Facebook has come under fire after German Newspaper SZ-Magazin revealed internal secret rules of deletion that show the platform flagging up the content as hate speech if it doesn’t abide to bizarre mathematical formulas.
The newspaper has acquired internal documents created by the department at Facebook that sets the rules of deletion.
According to the paper “these rules are then often applied by external service providers, such as the Bertelsmann subsidiary Arvato in Berlin. Employees attend internal training workshops where they learn what should be deleted and what shouldn’t.”
The documents show that Facebook actively tries to fight so-called hate speech on their platform, coining “protected categories” that help to define when the speech is hateful.
However, despite Facebook taking an active stance in combating hate speech, it allows some forms of hate speech.
There are sub-categories that enjoy some protection. These include age, employment status, continent of origin, social status, appearance, political affiliation, and religions.
Despite these categories having some protection in theory, Facebook users are generally allowed to speak badly about them as long as it doesn’t include condemning actual people for being part of them.
Also, a “protected category” combined with another “protected category” will result in another category which, if spoken badly, can lead to censorship.
For instance, writing “Irish women are dumb,” which includes both “national origins” and “sex” categories, will break the community rules, meaning that such a post would be deleted.
But a post saying “Irish teenagers are dumb” won’t break the community rules, because a combination of a protected category with an unprotected category results in an unprotected category, thus is allowed.
The internal documents related to migrants and refugees also raise questions about how well the rules are enforced.
For example, writing “fucking Muslims” is prohibited because religious affiliation is a protected category. However, writing “fucking migrants” is allowed, as “migrant” isn’t a category Facebook wants to protect.

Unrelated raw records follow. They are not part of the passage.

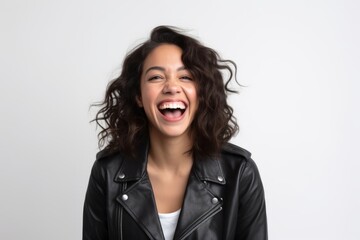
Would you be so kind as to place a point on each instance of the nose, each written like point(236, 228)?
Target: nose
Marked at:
point(171, 87)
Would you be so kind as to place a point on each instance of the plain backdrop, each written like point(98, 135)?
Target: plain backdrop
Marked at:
point(299, 112)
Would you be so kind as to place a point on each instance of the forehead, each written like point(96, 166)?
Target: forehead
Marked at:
point(165, 54)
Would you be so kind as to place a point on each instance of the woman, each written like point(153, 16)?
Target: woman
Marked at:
point(168, 171)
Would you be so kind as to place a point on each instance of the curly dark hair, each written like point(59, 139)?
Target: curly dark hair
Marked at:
point(124, 124)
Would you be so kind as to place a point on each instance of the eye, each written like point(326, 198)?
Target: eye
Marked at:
point(186, 77)
point(155, 77)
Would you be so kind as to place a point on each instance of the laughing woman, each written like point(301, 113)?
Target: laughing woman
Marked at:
point(167, 170)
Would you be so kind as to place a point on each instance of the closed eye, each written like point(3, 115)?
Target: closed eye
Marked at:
point(156, 77)
point(186, 78)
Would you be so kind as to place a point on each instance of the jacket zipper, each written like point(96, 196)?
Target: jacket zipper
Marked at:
point(209, 215)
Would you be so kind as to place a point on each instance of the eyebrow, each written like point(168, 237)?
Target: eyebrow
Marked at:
point(162, 69)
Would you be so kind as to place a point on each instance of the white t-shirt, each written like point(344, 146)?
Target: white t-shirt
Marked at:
point(168, 223)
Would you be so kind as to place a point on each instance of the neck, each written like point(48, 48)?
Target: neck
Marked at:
point(170, 153)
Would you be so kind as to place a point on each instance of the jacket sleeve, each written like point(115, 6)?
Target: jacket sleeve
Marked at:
point(252, 223)
point(94, 216)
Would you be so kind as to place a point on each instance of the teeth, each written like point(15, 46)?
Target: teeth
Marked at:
point(172, 105)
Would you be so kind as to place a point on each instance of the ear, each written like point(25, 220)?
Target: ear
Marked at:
point(139, 101)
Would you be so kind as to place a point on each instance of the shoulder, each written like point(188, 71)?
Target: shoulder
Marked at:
point(232, 149)
point(107, 163)
point(235, 158)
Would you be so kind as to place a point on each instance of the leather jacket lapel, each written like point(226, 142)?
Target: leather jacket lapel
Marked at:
point(139, 202)
point(137, 198)
point(200, 203)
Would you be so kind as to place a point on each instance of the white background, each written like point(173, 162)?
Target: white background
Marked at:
point(299, 112)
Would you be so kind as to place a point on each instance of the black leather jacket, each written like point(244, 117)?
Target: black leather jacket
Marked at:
point(224, 199)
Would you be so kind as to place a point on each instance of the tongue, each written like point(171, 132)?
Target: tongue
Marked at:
point(172, 113)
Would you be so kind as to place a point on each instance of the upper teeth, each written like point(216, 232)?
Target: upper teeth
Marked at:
point(172, 105)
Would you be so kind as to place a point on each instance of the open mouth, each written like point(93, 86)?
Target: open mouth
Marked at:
point(172, 110)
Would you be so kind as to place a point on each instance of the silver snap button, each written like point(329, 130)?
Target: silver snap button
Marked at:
point(214, 200)
point(124, 197)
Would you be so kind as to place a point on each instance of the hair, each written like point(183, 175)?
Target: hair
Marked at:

The rule claims that advocating hate against migrants is allowed under certain circumstances: posts saying “migrants are dirty” are allowed, while “migrants are dirt” aren’t.
The revelations by the newspaper also expose the dire conditions in which Facebook moderators work. According to the paper, 600 people in Berlin are working for as little as the minimum wage. Some anonymously complained that they are inadequately prepared. Struggling to comprehend the ill-defined rules of moderation, they feel stressed and overloaded.